C’est ok d’acheter plein de matos… à une condition!
Acheter le bon matériel peut changer ta pratique musicale. Je vais prendre l’humble exemple de ma personne. Séquence émotion: en mars 2024, j’ai acheté un Nord Stage 3, un piano de scène proposant de nombreux sons de pianos et synthés, la possibilité de les superposer ainsi qu’un workflow sans latence me permettant de rapidement changer de son quand je chante sur scène.
Et bien, ce « petit » piano est devenu de loin la pièce centrale de mon setup: il me permet de programmer mes sons bien plus rapidement qu’avec mon ancien contrôleur MIDI, de m’affranchir d’un ordinateur sur scène, d’avoir plusieurs sons par morceaux… bref, il m’inspire et me simplifie la vie. Propose-t-il plus de sons qu’une fantastique bibliothèque de plugins comme Analog Lab? Non. Propose-t-il de meilleurs sons de synthés qu’un Moog bien gras? Non plus. Mais pour mes besoins, à savoir avoir tout un panel de sons de claviers et synthés de bonne qualité facilement agençables, il est parfait!
Ce que tu dois donc retenir de ce rapide exemple, c’est qu’il ne s’agit pas d’avoir le plus de matériel possible ou le meilleur matériel dans sa catégorie… mais simplement le matériel le plus adapté à tes besoins. Peut-être que le Nord est parfait pour moi… mais peut-être que tu auras besoin d’un synthé plus farfelu pour un projet trip hop, d’un clavier plus petit, car tu n’es pas claviériste ou que tu préfèreras un contrôleur plus généraliste comme le Push 3 pour gérer tous tes projets et samples Ableton?
Note quels sont tes besoins et effectue tes recherches Google en fonction de ceux-ci, pour avoir un vrai plan d’attaque!
Choisir le matos adapté à tes objectifs et de ton style
Si tu fais des reprises d’Ed Sheeran à la guitare acoustique ou si tu as un projet d’ambient sans DAW qui repose uniquement sur du modulaire et du génératif… tes besoins ne seront évidemment pas les mêmes. Chaque style comporte des exigences et des contraintes matérielles… mais tous les setups sont possibles.
Prenons nos deux exemples « opposés » mentionnés plus haut: la performance acoustique d’un côté et le projet électronique de l’autre côté. Ce n’est pas parce que tu es un·e guitariste seul sur scène que tu ne peux pas avoir la folie des grandeurs.
Quelques recommandations insolites pour tes sets acoustiques
Pourquoi ne pas donner une petite touche d’électro ou hip-hop avec une boîte à rythmes simpliste?
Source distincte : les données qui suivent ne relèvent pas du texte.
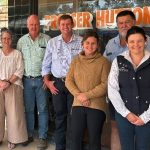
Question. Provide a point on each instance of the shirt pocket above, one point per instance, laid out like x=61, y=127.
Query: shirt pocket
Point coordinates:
x=25, y=52
x=40, y=52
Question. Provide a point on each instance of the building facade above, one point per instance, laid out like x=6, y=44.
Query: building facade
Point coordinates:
x=88, y=14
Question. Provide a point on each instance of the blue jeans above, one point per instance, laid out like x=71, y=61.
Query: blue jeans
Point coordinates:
x=133, y=137
x=86, y=118
x=35, y=94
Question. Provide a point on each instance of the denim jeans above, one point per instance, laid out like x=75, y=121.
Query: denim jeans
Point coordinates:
x=62, y=106
x=35, y=94
x=133, y=137
x=86, y=118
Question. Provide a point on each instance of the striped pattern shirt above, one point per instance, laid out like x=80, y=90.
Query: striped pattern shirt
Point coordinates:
x=59, y=55
x=33, y=53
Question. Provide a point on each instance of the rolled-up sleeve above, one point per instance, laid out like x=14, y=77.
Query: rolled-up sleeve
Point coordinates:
x=113, y=90
x=20, y=66
x=47, y=61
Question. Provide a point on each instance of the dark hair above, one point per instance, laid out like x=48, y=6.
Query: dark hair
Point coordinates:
x=64, y=17
x=134, y=30
x=125, y=13
x=91, y=33
x=5, y=30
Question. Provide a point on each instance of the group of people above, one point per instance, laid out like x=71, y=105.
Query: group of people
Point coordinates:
x=77, y=75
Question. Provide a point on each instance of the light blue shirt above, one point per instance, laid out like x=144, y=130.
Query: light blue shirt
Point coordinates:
x=33, y=53
x=59, y=55
x=113, y=48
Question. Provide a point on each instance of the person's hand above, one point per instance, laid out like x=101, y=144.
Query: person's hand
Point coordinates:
x=134, y=119
x=4, y=85
x=53, y=89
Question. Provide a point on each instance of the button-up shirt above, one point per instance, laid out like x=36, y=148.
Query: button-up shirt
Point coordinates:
x=59, y=54
x=113, y=48
x=113, y=87
x=33, y=53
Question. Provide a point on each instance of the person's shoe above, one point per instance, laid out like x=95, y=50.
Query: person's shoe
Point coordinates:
x=42, y=144
x=30, y=139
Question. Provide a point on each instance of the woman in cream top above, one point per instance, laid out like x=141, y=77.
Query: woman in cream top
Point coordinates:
x=11, y=93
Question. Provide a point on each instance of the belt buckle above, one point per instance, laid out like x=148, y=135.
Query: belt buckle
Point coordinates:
x=31, y=77
x=63, y=79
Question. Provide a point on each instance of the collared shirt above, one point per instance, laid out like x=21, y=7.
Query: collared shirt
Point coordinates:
x=113, y=87
x=113, y=48
x=59, y=54
x=33, y=53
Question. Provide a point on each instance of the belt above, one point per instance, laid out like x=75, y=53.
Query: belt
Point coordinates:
x=31, y=77
x=61, y=79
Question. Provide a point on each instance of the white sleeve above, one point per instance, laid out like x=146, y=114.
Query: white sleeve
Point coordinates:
x=113, y=90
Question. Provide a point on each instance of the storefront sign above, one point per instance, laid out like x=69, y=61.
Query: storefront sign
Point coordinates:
x=102, y=19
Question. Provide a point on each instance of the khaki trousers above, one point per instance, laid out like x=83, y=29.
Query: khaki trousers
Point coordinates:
x=12, y=109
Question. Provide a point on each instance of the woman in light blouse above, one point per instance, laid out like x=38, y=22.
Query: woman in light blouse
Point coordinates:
x=129, y=92
x=11, y=93
x=87, y=81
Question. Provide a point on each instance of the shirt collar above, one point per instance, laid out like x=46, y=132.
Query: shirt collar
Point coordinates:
x=117, y=40
x=127, y=56
x=73, y=38
x=40, y=35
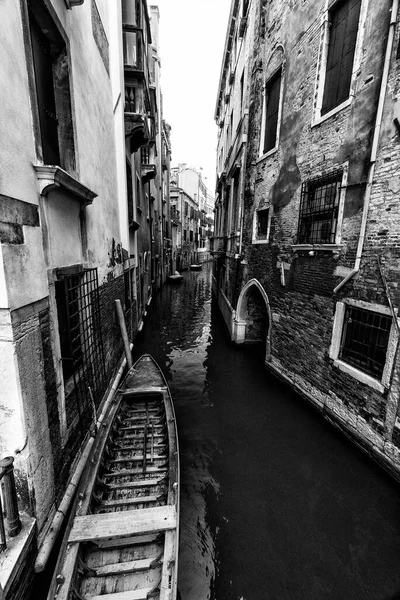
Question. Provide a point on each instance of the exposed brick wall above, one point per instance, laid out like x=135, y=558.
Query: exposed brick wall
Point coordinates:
x=303, y=309
x=51, y=394
x=112, y=341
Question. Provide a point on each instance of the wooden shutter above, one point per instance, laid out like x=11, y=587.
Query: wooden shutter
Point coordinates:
x=342, y=43
x=43, y=65
x=273, y=89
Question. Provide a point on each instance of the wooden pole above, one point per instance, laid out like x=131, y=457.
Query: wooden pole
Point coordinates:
x=124, y=333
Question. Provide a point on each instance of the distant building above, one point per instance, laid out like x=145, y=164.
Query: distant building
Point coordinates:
x=84, y=214
x=306, y=251
x=189, y=193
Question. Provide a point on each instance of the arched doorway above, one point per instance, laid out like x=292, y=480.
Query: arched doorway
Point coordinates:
x=252, y=322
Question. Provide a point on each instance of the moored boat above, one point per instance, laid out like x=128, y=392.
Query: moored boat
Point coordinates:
x=121, y=542
x=175, y=278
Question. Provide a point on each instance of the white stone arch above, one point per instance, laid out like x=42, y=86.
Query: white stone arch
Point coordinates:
x=240, y=323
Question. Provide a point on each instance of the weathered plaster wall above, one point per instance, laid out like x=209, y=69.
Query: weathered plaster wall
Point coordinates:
x=61, y=225
x=31, y=400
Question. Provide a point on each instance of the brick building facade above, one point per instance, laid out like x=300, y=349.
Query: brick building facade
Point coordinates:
x=316, y=276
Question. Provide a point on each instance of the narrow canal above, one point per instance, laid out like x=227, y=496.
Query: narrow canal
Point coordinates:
x=275, y=504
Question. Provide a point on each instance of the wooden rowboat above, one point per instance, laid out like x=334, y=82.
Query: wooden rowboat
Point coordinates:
x=122, y=540
x=175, y=278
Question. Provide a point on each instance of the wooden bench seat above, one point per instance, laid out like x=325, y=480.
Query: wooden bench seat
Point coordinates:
x=109, y=526
x=141, y=594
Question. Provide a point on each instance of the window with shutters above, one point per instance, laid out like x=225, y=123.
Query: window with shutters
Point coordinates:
x=340, y=54
x=319, y=209
x=52, y=89
x=272, y=102
x=343, y=28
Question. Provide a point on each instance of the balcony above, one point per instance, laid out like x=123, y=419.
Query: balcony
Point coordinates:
x=137, y=110
x=148, y=172
x=137, y=122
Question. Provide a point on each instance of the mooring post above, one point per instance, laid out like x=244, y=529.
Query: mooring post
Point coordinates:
x=124, y=333
x=10, y=496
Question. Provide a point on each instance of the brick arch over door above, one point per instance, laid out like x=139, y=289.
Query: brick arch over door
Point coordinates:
x=253, y=316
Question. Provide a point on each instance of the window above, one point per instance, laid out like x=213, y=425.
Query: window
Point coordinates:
x=272, y=102
x=319, y=207
x=262, y=225
x=364, y=342
x=262, y=222
x=241, y=90
x=343, y=28
x=365, y=339
x=79, y=326
x=51, y=83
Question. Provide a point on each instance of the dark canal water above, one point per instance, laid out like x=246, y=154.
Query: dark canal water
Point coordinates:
x=275, y=504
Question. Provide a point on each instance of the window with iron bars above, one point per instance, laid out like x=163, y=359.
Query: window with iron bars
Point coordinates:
x=319, y=207
x=365, y=339
x=82, y=354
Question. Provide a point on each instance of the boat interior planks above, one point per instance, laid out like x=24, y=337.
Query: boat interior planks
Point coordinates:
x=122, y=542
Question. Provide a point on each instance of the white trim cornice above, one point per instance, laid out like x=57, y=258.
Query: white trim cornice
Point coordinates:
x=52, y=177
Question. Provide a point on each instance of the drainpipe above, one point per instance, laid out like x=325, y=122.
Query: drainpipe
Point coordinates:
x=50, y=539
x=374, y=150
x=243, y=186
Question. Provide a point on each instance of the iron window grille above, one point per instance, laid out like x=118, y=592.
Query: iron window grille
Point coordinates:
x=83, y=364
x=365, y=339
x=319, y=207
x=262, y=222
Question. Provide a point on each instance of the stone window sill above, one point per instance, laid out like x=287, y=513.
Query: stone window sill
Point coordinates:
x=71, y=3
x=53, y=177
x=316, y=247
x=359, y=375
x=267, y=154
x=320, y=119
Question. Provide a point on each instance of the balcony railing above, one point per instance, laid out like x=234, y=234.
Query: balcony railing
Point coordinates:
x=133, y=47
x=9, y=496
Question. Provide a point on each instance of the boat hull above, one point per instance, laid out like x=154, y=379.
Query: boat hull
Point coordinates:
x=122, y=542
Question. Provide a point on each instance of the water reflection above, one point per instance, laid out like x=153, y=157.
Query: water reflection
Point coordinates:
x=275, y=504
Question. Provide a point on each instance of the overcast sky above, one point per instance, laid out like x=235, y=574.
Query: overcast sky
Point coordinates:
x=192, y=38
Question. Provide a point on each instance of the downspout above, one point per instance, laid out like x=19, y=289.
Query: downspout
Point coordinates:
x=374, y=150
x=241, y=219
x=58, y=519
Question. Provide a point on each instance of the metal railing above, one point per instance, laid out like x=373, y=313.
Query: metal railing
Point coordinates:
x=10, y=510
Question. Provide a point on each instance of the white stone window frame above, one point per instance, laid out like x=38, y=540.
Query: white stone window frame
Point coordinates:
x=344, y=167
x=377, y=384
x=262, y=155
x=265, y=239
x=323, y=57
Ou alors, incorporer un peu de live looping dans tes performances, en utilisant des pédales de boucle plus ou moins complexes?








Si tu aimes les effets ambiants un peu foufous, un H90 d’Eventide peut être une manière inattendue d’habiller ta guitare et ta voix avec un seul effet…


Dans un budget bien plus raisonné, un simple bottleneck ou un capodastre peuvent te donner bien plus de possibilités sonores ou harmoniques pour ton set…




Et pour les fans de modulaire?
Pour la partie Eurorack, je ne ferai pas l’affront de prétendre aux initié·e·s que j’ai des conseils à leur prodiguer! Je sais simplement que c’est un domaine où il est possible de se perdre très rapidement face à la diversité du matériel disponible, son prix, mais aussi la complexité d’utilisation. Peut-être que, dans ce cas-là, tu peux penser « comme un guitariste » acoustique et essayer de limiter la cadence d’achat de tes modules et te demander réellement « quel est mon son signature? », « est-ce que ce nouveau module fonctionne bien avec mon setup actuel? ». Ce genre de question te permettra de rester concentré et axé sur la créativité.
Mais si tu as besoin de recommandations en modulaire, n’hésite pas à nous le dire dans les commentaires. On serait ravi·e·s de te suggérer du matériel pour t’inspirer.
Le cas particulier de l’ingénieur·e son
Nous avons parlé des musicien·ne·s… abordons maintenant le cas des ingénieur·e·s du son, qui est légèrement plus compliqué. Lorsque l’on est ingé, on cherche en général à s’adapter au plus grand nombre d’artistes possible. On peut bien évidemment se spécialiser ou volontairement ne pas travailler sur certains projets mais par nature, le métier d’ingénieur·e son suppose d’avoir plus de matériel pour répondre aux besoins variés de tou·te·s les musicien·ne·s passant dans son studio.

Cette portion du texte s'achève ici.